Omnicom and Publicis defend ad merger plan

Marion Dakers
SHARES in Omnicom and Publicis rose in response to the advertising giants’ merger plans yesterday – but so did shares in rival WPP, on hopes that the London-listed company will benefit from client losses stemming from the landmark tie-up.
Publicis boss Maurice Levy insisted yesterday that the pair’s biggest clients support the deal. “Sure, there are some competitors which would have much liked to see us losing some accounts, as they will be extremely happy to benefit from this. I don’t believe it will be significant,” he said.
Omnicom’s John Wren said the “stars had aligned” for the merger of equals, which has been made possible by Publicis’ growth in recent years.
The firms expect to spend around $400m on integration, resulting in efficiency savings of more than $500m.

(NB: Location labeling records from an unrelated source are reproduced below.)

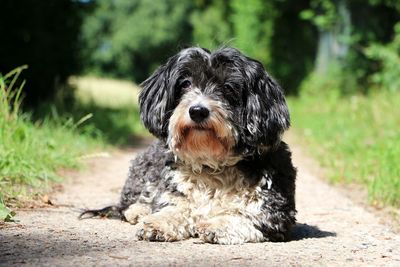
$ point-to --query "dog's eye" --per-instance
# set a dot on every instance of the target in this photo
(185, 84)
(228, 87)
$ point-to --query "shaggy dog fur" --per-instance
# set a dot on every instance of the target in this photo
(219, 170)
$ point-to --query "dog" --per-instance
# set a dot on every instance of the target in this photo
(219, 170)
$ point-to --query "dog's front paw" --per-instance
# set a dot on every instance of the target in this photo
(149, 232)
(228, 230)
(152, 228)
(214, 235)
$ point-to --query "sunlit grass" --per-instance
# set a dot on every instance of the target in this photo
(357, 138)
(31, 151)
(104, 92)
(113, 105)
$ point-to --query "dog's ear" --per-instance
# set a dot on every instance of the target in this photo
(157, 98)
(265, 113)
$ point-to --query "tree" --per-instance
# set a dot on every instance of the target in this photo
(45, 36)
(129, 39)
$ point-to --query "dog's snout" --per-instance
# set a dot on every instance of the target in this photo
(198, 113)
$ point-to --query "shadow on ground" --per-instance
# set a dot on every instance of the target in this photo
(304, 231)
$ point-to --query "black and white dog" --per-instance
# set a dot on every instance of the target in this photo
(219, 170)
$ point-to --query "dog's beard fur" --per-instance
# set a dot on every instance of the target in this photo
(209, 143)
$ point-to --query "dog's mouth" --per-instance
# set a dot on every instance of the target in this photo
(186, 130)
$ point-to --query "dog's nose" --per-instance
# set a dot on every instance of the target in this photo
(198, 113)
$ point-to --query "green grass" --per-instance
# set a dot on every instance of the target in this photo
(34, 146)
(31, 151)
(356, 138)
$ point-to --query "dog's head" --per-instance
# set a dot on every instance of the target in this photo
(214, 108)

Publicis Omnicom Group will have a market value of $35.1bn.
The pair do not intend to make any large disposals following the merger, and plan to maintain “the strictest of firewalls” to reassure competing clients on the enlarged company’s books, including Coca-Cola and Pepsi.
Rival firms are nevertheless waiting in the wings to take on customers dissatisfied with the tie-up.
“Most contracts have a change of ownership clause in them that allows a client to terminate for that reason alone,” Don Elgie of marketing specialist Creston told City A.M. “I would be amazed if there weren’t opportunities for us and other smaller groups.”